Critical illness cover is a type of insurance that provides a tax-free payout should you be diagnosed with any illness listed in your policy (which can include certain types of cancers, heart attacks and kidney failure). 

Unlike mortgage protection, this payout can be used to cover other expenses – not just your mortgage repayments.

Before looking into options for critical illness cover, be sure to check whether this is already covered as part of your life insurance policy.

Is mortgage protection the same as payment protection insurance?

No, mortgage protection isn’t the same as payment protection insurance.

Payment protection insurance (PPI) is another type of income protection that covers the cost of monthly debt repayments for products such as credit cards and loans.

While the claimant will receive the payout from their mortgage protection policy, PPI is paid direct to the lender.

What’s the difference between mortgage protection and mortgage life insurance?

Mortgage protection differs from mortgage life insurance in that it pays out a set amount each month to cover the cost of mortgage repayments if you were to lose your job or suffer a serious health problem.

By contrast, mortgage life insurance is usually paid out as a lump sum when you die and can be used by your dependants to pay off any remaining mortgage debt. This type of policy is also sometimes referred to as ‘decreasing life insurance’ because, if you have a repayment mortgage, the amount paid out will steadily reduce as your debt lessens over time.

However, if yours is an interest-only mortgage, you’ll need a level term insurance policy instead. This is as your repayments only cover the interest accrued and don’t reduce your overall debt.

Does mortgage protection cover pre-existing medical conditions?

When buying mortgage protection insurance with a pre-existing medical condition, be sure to carefully check policies for any exclusions.

This is because some won’t cover pre-existing conditions, while others may provide cover subject to a strict set of criteria.
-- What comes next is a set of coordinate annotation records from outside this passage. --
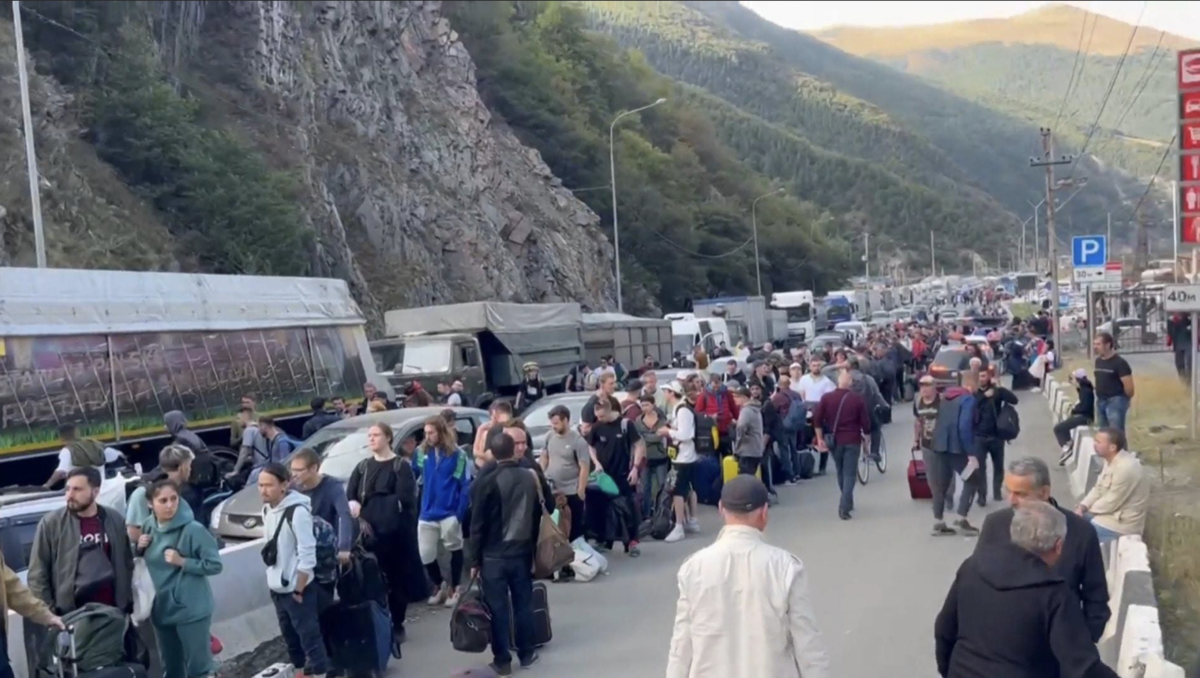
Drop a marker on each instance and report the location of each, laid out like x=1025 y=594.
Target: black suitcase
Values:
x=541 y=629
x=358 y=636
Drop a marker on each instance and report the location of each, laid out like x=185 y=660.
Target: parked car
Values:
x=341 y=447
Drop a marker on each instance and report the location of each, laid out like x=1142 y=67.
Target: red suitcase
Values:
x=918 y=483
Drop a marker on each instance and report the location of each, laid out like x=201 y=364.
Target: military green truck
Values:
x=481 y=343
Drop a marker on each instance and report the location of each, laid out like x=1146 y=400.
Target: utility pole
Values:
x=933 y=256
x=1049 y=163
x=35 y=197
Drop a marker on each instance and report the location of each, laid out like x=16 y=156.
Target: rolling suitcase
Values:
x=358 y=636
x=541 y=628
x=918 y=481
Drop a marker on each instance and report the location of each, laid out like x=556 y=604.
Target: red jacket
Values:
x=719 y=406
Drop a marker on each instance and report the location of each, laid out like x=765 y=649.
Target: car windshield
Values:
x=952 y=359
x=426 y=358
x=538 y=417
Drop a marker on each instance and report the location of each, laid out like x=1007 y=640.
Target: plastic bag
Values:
x=588 y=562
x=143 y=591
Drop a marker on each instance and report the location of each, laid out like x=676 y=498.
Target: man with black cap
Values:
x=757 y=636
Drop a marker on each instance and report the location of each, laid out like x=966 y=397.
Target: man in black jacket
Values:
x=499 y=551
x=989 y=400
x=1009 y=616
x=1081 y=564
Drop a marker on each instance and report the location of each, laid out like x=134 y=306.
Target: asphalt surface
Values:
x=877 y=580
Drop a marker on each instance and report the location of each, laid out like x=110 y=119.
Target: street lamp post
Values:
x=754 y=222
x=612 y=168
x=30 y=157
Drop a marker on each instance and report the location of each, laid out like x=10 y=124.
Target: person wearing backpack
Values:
x=383 y=497
x=180 y=556
x=291 y=559
x=444 y=498
x=989 y=439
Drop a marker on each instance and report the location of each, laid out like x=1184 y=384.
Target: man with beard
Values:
x=81 y=552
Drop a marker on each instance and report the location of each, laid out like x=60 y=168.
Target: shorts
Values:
x=683 y=479
x=432 y=534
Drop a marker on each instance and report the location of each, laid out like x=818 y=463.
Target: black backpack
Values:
x=1008 y=423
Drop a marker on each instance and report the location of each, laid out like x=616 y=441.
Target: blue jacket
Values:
x=447 y=485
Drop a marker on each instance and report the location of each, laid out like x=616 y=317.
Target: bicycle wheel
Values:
x=864 y=465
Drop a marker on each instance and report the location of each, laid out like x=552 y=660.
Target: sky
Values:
x=1173 y=16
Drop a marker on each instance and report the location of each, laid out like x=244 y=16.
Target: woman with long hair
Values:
x=382 y=491
x=180 y=556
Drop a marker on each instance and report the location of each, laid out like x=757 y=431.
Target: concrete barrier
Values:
x=244 y=618
x=1132 y=642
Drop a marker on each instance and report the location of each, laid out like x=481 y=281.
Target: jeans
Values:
x=845 y=459
x=504 y=577
x=5 y=669
x=991 y=448
x=654 y=479
x=940 y=473
x=786 y=450
x=185 y=649
x=1111 y=412
x=1062 y=430
x=301 y=630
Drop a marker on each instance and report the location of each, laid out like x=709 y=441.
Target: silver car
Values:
x=341 y=447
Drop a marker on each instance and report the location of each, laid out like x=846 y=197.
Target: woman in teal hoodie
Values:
x=180 y=556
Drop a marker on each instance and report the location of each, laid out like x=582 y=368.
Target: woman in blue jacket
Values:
x=180 y=556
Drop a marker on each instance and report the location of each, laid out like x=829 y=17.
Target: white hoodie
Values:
x=297 y=545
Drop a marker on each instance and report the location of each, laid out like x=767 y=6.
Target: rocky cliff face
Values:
x=417 y=193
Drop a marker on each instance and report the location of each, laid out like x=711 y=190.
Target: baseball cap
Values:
x=743 y=493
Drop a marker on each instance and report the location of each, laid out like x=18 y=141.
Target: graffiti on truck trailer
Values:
x=118 y=387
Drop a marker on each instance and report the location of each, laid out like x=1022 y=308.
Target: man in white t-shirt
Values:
x=815 y=384
x=81 y=453
x=682 y=432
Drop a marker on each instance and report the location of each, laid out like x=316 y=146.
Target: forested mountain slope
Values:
x=982 y=150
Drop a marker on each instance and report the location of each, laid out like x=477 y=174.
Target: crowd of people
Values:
x=642 y=456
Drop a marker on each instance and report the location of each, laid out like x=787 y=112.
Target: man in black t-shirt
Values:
x=1114 y=383
x=619 y=451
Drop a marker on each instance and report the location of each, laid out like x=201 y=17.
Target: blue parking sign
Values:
x=1089 y=251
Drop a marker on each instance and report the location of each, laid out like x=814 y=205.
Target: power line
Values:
x=1071 y=82
x=1167 y=153
x=1108 y=94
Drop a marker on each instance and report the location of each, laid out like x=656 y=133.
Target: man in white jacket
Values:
x=287 y=522
x=729 y=621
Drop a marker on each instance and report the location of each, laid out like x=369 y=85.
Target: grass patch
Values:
x=1157 y=429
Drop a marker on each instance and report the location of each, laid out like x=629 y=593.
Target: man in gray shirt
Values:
x=568 y=463
x=748 y=445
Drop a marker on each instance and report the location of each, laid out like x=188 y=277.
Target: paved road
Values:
x=877 y=580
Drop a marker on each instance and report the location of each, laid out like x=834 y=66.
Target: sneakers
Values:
x=676 y=534
x=1067 y=453
x=941 y=529
x=966 y=528
x=439 y=597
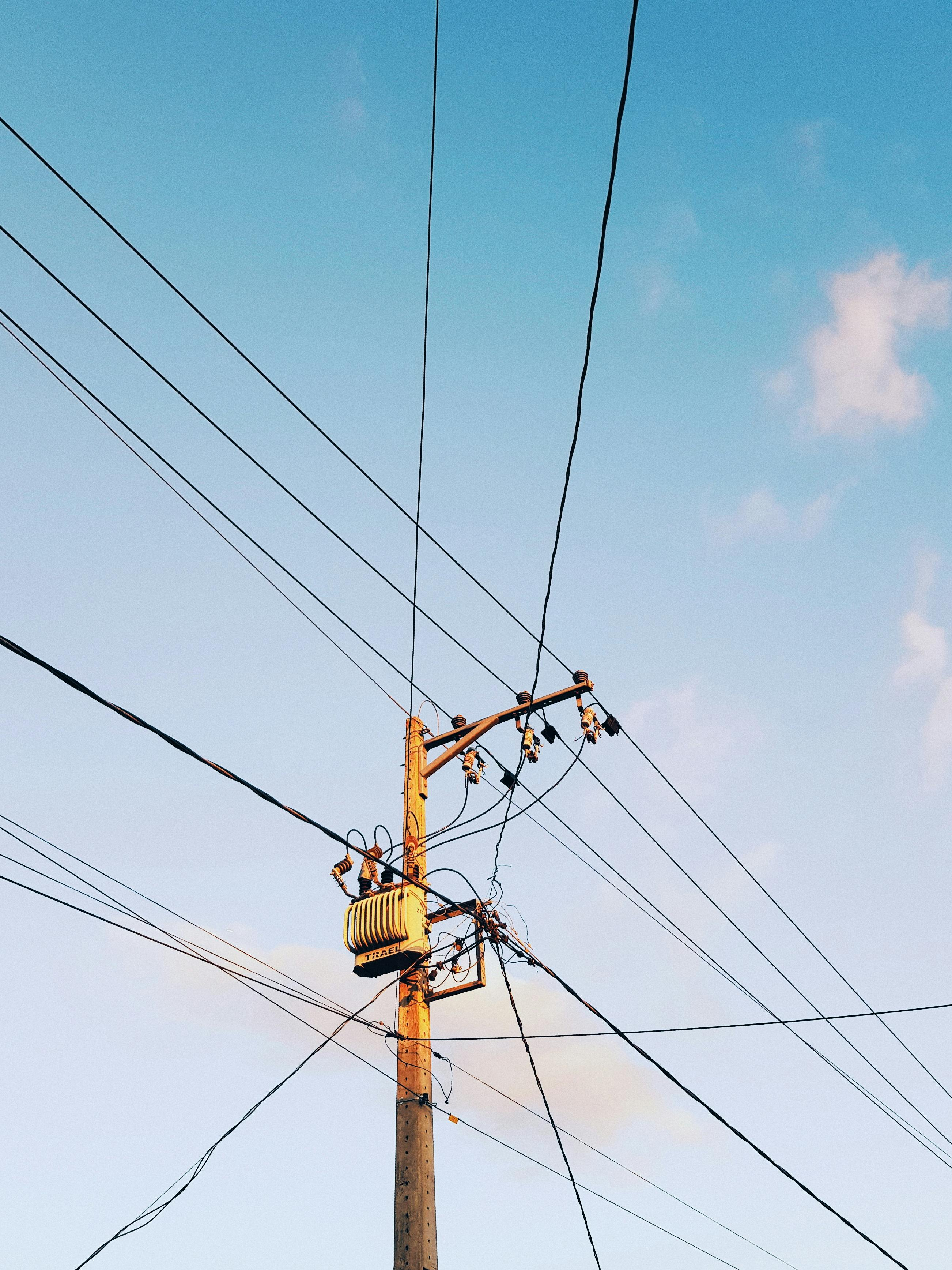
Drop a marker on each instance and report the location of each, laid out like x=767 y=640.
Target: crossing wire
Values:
x=535 y=961
x=531 y=957
x=5 y=318
x=342 y=1010
x=426 y=350
x=545 y=1103
x=436 y=543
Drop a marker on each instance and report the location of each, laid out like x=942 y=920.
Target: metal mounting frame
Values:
x=473 y=907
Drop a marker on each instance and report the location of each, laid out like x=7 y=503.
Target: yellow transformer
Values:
x=388 y=931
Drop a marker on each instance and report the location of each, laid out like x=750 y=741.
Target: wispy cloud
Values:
x=858 y=383
x=926 y=664
x=761 y=516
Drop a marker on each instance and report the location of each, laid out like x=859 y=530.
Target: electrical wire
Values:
x=205 y=498
x=682 y=936
x=757 y=948
x=545 y=1103
x=140 y=723
x=440 y=546
x=337 y=837
x=248 y=455
x=307 y=1024
x=426 y=350
x=777 y=905
x=582 y=1142
x=606 y=214
x=697 y=1028
x=314 y=996
x=535 y=961
x=159 y=1206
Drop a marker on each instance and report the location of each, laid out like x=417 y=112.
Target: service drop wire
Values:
x=545 y=1103
x=158 y=1207
x=696 y=1098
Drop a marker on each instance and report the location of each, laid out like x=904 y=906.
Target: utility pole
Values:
x=388 y=928
x=414 y=1184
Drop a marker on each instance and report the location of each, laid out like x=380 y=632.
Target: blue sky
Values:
x=755 y=570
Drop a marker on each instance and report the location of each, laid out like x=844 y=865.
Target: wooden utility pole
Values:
x=414 y=1186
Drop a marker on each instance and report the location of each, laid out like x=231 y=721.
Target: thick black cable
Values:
x=776 y=903
x=5 y=318
x=759 y=950
x=252 y=459
x=606 y=214
x=399 y=507
x=696 y=1098
x=330 y=834
x=612 y=1160
x=159 y=1206
x=271 y=383
x=201 y=952
x=170 y=741
x=426 y=350
x=545 y=1103
x=697 y=1028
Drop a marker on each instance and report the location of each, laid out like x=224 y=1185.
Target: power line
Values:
x=549 y=1111
x=252 y=459
x=758 y=949
x=533 y=961
x=245 y=984
x=696 y=1028
x=300 y=816
x=611 y=1159
x=362 y=558
x=426 y=350
x=780 y=907
x=440 y=546
x=158 y=1207
x=5 y=318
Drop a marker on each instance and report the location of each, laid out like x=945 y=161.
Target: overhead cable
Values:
x=435 y=541
x=5 y=318
x=696 y=1098
x=250 y=458
x=426 y=350
x=158 y=1207
x=545 y=1103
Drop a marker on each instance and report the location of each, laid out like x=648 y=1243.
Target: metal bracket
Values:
x=474 y=909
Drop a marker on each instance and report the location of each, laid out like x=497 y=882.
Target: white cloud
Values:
x=926 y=664
x=857 y=377
x=761 y=516
x=927 y=649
For instance, you may be unable to make a claim if a pre-existing condition were to recur within a given period of taking out the policy.

Does your job affect your mortgage protection policy?

Yes, your job may affect how much you pay for mortgage protection, as this is taken into consideration when calculating the cost of your premiums (alongside age, annual income and monthly mortgage repayments).

Those in occupations which present a higher risk of injury (such as manual labourers) may find their premiums are more expensive compared to those in lower-risk lines of work.

Can you get mortgage protection if you’re self-employed?

Yes, you can get mortgage protection if you’re self-employed.

In fact, this type of insurance may be particularly attractive to self-employed individuals who lack access to employee benefits such as sick pay and are concerned about their ability to meet mortgage repayments if they were to become ill or injured.

However, it should be noted some insurers will impose restrictions on the level or coverage self-employed people can receive; many, for instance, won’t accept claims for unemployment if you’re self-employed.

Therefore, it’s important to carefully check the terms of a policy before taking out the insurance.

Can you cancel mortgage protection?

Yes – most mortgage protection policies come with a 30-day cancellation period (also known as a ‘cooling off period) unless the term is for less than six months or if you bought the insurance face-to-face from a broker.  

If you change your mind during this period, you can typically cancel the policy and receive a refund of any premiums paid. However, you may still be charged if you’ve been covered for a certain number of days or if you’ve made a claim on the policy before cancelling.

Outside of the cooling off period, there’s no automatic right to cancellation, so you may find yourself locked into your mortgage protection policy for the duration of the contract. While some insurers may allow you to walk away from the contract, they’re within their rights to charge cancellation fees and they may not refund any premiums paid.

If you’re considering cancelling your mortgage protection policy, it may therefore be worth speaking to your insurance provider to see what options are available.